Peirce took nominalism to be the anti-realist view that reality only consists of static particulars and that generals or universals exist in name only, as mental phenomena. This view, often attributed to William of Ockham, assumes that natural laws, types, categories and relations are merely conceptual items that refer to mental significations.
As Paul Forster’s book shows, Peirce not only saw nominalism as philosophically flawed, but as a threat to scientific and civilizational advancement. He was passionate—perhaps to a fault—in his preference for Scotism over Ockhamism—and indeed all modern philosophy.
He declared nominalism “a protest against the only kind of thinking that has ever advanced human culture,” “a deadly poison to any living thought” and “of all philosophies, the most inadequate, and perhaps the most superficial, one is tempted to say the silliest possible.”
What elicited such hyperbolic responses was Peirce’s fear that not only would nominalism impede the realist nature of science, but that it would deny that humans “have any existence except as individuals” or any community and dignity beyond personal satisfaction and happiness.
If Peirce’s interpretation is correct, this is as much a philosophy of today as of the nineteenth century, at least in an American political context—especially considering the notions of individualism running rampant through conservative and libertarian circles.
It’s unclear whether a theory founded on logical technicality can truly have as large an impact as Peirce seems to suggest it does. But, regardless of whether Peirce accurately identified the consequences of nominalism, his arguments against it are quite good.

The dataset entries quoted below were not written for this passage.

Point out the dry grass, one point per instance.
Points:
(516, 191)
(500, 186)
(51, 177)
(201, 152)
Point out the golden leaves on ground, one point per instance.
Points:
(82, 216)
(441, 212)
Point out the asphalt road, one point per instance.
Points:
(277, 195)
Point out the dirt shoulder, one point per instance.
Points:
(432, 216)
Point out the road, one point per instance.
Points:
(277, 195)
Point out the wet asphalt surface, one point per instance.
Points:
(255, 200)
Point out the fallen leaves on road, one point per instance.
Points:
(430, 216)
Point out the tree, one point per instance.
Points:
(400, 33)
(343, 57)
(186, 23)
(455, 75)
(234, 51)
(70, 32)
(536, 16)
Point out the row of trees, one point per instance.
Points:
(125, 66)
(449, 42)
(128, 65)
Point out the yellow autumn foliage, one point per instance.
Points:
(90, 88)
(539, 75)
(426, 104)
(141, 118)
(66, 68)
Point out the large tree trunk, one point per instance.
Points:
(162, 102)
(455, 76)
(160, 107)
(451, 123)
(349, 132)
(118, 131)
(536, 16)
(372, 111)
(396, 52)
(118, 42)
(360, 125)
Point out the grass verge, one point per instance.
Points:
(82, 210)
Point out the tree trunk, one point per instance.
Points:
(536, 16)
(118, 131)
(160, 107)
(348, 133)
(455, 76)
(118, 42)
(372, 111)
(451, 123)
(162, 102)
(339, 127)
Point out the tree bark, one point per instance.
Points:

Although Peirce argues against nominalism in a number of ways, his strongest argument concerns cognitive content and continuity.

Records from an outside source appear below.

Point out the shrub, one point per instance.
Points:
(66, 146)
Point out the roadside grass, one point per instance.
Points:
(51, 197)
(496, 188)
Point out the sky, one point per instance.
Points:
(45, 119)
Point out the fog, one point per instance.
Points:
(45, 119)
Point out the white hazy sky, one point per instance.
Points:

Peirce argues that theories of cognitive content that attempt to account for the meaning of universal concepts with reference only to particulars can’t account for continuity, where continuity is a set of possible items that is more complex than any group of particulars. And, because (a) general concepts define continua, (b) nominalism rejects the reality of generals while (c) only referencing particulars, nominalism cannot account for generals at all
This short proof via reductio is the cornerstone of Peirce’s objection to continuity.
Yet, it’s entirely possible for a nominalist to respond by accepting this conclusion while still denying the reality of generals as concepts that represent features of the world, since its inability to account for generals doesn’t discredit nominalism wholesale.
As Forster points out, nominalists can still maintain the non-reality of generals, since human experience involves interaction with individuals, which suggests that continuity has no application in the actual world—making any claim that continuity can be represented by real generals a violation of Ockham’s razor.
But, as Peirce would have pointed out, this contention rests on the assumption that “the testable content of theories is limited to claims about individuals.” Such a claim would require the nominalist to posit a metaphysical claim not linked to human experience, such as the claim that only particulars exist or that, by some psychological law, we can only experience interactions among particulars.
But Peirce would have found this response empty, as it would violate both the pragmatic maxim and his method of inquiry, which applies the pragmatic maxim. That is, the nominalist’s ontological purity creates an unbridgeable gap between the real features of extended objects and how we think about them—since nominalism is not linked to the habits associated with experience.
So the nominalist can’t find a back door here, and will need to do more work to counter Peirce.
Conclusion
His extreme anti-nominalist position led Peirce to become highly critical of his pragmatic friend William James and this is also why scholars like Frank Ramsey find Peirce appealing. If Peirce had attained James’ global intellectual presence, American philosophy and notions of “American individualism” might not have taken hold in the way they did, changing the very concept American.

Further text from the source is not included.